In: Computer Science
I'm trying to convert between different number representations in C++ , I have the prototype but im not sure what do do from here
bool convertF(double & x, const string & bits);
bits is supposed to be an 8-bit (not 5-bit) value, each char being '0' or '1'; if not, return
false. The first bit of bits represents the sign bit, the next 3 bits represent the exponent,
and the next 4 bits represent the significand.
convertF may assume without checking that the 3 exponent bits are not all the same.

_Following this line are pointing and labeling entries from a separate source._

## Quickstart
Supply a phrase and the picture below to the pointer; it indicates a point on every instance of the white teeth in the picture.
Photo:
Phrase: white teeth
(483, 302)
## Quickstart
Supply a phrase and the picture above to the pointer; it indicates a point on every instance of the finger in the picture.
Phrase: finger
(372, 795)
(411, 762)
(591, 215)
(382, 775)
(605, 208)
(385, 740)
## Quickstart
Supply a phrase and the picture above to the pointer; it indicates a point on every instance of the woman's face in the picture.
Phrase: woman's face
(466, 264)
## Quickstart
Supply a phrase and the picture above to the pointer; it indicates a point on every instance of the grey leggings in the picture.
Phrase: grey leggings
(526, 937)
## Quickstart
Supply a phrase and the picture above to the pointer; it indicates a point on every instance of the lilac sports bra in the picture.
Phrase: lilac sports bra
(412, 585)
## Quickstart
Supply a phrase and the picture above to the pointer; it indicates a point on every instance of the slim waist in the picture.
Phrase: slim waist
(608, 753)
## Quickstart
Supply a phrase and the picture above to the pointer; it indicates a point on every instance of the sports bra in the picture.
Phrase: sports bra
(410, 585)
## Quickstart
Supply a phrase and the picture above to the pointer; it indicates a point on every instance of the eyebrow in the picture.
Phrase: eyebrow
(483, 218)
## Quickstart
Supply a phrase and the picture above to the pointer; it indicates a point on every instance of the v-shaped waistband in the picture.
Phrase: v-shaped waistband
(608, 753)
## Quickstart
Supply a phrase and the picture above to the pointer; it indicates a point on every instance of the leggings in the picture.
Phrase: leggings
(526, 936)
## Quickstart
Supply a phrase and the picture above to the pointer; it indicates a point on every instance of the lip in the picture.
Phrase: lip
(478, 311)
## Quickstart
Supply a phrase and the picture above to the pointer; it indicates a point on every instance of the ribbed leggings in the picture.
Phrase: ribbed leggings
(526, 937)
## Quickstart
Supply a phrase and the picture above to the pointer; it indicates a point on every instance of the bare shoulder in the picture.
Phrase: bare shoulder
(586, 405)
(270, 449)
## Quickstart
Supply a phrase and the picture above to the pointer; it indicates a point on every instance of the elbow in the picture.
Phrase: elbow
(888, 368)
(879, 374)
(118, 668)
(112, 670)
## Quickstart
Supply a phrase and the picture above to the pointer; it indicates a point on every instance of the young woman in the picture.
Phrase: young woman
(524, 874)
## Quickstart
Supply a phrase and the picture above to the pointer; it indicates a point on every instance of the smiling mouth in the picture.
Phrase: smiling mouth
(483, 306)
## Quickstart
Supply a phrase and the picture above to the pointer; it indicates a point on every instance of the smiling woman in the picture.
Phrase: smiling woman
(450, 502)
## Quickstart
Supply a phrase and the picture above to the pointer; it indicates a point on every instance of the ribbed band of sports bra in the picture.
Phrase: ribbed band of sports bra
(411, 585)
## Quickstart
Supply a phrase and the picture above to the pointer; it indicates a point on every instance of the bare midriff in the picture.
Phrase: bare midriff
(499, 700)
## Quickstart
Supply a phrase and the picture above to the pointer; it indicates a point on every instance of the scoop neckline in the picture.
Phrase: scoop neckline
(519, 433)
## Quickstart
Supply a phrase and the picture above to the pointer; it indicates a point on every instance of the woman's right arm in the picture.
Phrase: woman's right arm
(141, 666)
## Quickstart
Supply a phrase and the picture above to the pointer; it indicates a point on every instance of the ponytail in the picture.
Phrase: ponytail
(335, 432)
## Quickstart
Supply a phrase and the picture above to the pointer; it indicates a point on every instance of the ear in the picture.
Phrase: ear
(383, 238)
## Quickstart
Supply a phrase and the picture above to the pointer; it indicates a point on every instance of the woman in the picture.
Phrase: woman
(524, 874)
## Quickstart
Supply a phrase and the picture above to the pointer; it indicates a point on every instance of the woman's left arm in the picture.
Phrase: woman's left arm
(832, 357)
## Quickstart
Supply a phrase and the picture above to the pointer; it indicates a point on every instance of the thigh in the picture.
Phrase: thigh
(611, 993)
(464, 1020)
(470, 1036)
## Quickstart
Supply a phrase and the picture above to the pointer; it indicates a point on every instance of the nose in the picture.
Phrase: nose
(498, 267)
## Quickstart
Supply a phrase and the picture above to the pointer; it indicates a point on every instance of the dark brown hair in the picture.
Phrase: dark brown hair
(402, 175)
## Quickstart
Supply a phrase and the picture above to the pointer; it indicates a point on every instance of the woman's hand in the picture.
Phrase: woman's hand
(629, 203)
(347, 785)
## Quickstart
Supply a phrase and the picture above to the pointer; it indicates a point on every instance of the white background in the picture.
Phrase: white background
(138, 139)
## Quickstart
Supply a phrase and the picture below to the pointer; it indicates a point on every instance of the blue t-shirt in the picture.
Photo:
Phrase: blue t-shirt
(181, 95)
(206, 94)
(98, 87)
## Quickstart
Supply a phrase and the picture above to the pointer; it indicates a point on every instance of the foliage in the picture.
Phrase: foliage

convertF's job is to set x to the floating-point number that bits represents and return
true.
For example, convertF(x, "101011000") should set x to -7/8 == -0.875
double helper(double a){
string aString = to_string(a);
int decimalPlace=aString.length();
for(int i=0;i<aString.length();i++){
if(aString[i]=='.'){
decimalPlace =
i;
break;
}
}
double ans = 0;
double p = 1;
for(int i=decimalPlace-1;i>=0;i--){
if(aString[i]=='1')
ans+=p;
p = p*2;
}
p = 0.5;
for(int
i=decimalPlace+1;i<aString.length();i++){
if(aString[i]=='1')
ans+=p;
p = p/2.0;
}
return ans;
}
bool convertF(double &x, const string & bits){
if(bits.length()==8){
for(int i=0;i<8;i++){
if(bits[i]=='0'
|| bits[i]=='1')continue;
else return
false;
}
bool isPositive = true;
if(bits[0]==1)isPositive =
false;
string exponent =
bits[1]+bits[2]+bits[3];
int valExp =
binaryOf(exponent)-3;
double mantissa = 0.0;
if(bits[4]){
mantissa+=0.1;
}
if(bits[5]){
mantissa+=0.01;
}
if(bits[6]){
mantissa+=0.001;
}
if(bits[7]){
mantissa+=0.0001;
}
double val = 1.0;
val+=mantissa;
val = val*power(10,valExp);
x = helper(val);
if(!isPositive)x =
x*(-1);
return true;
}
return false;
}
The above is a complete implementation for given an 8 bit floating point representation , to find the floating point number . In the above code , two functions have been considered that they can be easily computed namely binaryOf() which takes in as input a string and finds the corresponding decimal value , and power() which calculates x^y even when y is negative.These two functions can be easily implemented but if difficulty is encountered,then do comment.